CEO change at GE may mean delay or cancellation of GE Healthcare spinoff–for good or ill

The well-publicized and unvarnished dumping of GE‘s CEO John Flannery after only 13 months has led a leading research analyst to predict that the planned GE Healthcare spinoff will be delayed or even halted. Analyst Jim Corridore of CFRA stated on CNBC that incoming CEO Lawrence Culp, a recent board member who was CEO of Danaher, a scientific, industrial and healthcare conglomerate, may decide that the division should stay. 

At $19 billion in revenue with a profit of $3.4 billion, 15.8 percent of GE’s total sales and 43.2 percent of its operating profit in 2017, the wisdom of a GEHC spinoff always seemed doubtful. The selloff was in line with Mr. Flannery’s strategy of refocusing on GE’s industrial and energy business. However, this was not going terrifically well, at least in the BOD’s view, with a sluggish turnaround, shares dropping off the S&P 500 and the Dow Jones Industrial Average, projections of missing year-end targets, activist investor Nelson Peltz hovering, and exacerbated by problems at GE Power with its new line of natural gas-fired power turbines. Perhaps a few were doubly offended by the selloff of the corporate jets (relative pennies) as well as the expensive and frankly hard-to-justify corporate HQ move from Connecticut to Boston.

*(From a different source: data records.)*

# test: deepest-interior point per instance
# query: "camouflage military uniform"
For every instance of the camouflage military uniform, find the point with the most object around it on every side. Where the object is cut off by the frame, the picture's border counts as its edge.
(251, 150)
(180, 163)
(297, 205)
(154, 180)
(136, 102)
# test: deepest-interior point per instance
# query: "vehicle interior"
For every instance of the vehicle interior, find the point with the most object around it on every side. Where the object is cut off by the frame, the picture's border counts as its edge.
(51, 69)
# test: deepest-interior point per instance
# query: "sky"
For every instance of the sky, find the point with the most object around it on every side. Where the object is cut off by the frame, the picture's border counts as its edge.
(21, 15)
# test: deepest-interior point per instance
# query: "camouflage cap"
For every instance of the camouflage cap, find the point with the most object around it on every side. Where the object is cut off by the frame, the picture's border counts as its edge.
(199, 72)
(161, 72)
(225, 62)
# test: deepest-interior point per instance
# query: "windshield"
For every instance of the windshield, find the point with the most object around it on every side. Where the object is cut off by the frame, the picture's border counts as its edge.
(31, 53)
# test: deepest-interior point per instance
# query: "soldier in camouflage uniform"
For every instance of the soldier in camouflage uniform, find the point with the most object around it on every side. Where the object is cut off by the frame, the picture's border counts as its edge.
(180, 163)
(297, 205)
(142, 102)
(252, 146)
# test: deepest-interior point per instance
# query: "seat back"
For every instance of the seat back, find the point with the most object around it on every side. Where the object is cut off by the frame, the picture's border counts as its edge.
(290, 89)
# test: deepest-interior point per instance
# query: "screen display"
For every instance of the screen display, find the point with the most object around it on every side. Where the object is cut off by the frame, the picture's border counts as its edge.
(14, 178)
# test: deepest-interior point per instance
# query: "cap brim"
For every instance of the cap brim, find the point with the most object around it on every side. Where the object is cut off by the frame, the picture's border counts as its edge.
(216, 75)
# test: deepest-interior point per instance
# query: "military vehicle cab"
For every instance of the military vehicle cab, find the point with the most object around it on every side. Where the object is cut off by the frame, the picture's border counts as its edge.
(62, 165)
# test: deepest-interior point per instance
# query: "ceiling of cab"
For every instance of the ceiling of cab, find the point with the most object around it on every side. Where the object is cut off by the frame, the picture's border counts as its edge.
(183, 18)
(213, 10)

Mr. Culp is apparently well-thought of, having retired after a highly successful 14-year run at Danaher, but he has his work cut out for him. He will also need to quickly judge whether to continue the GEHC spinoff process or bring the cattle back into the fold, as the drive was well underway down the trail. Somehow, spinning off 40 percent of your operating profit seems strategically foolish given a plummeting share price.

A jaundiced opinion. Perhaps as an outsider, Mr. Culp can change the ‘death star’ culture at GE. This Editor, in her brief encounter with GEHC as part of an acquired company (Living Independently Group, developer of QuietCare, circa 2008-9) found their business practices and many of their people to be both ruthless and self-referential to the point of stumbling blindness. The LIG acquisition was part of an ill-considered and perhaps ego-driven experiment by GEHC’s CEO at the time to get into home, remote monitoring, and assisted living health, a developmental, small-scale, early-stage area. It was obvious that GE’s vaunted methodology and hospital-based acute care experience were worse than useless when it came to understanding what is still a developmental area. The home health businesses were sold, closed, or (in the case of QuietCare), spun off into a joint venture. That CEO and a few other people leveraged it well; LIG’s employees, shareholders, and others at GEHC did not. 

As Star Wars fans know, Death Stars are destroyed in the final reel.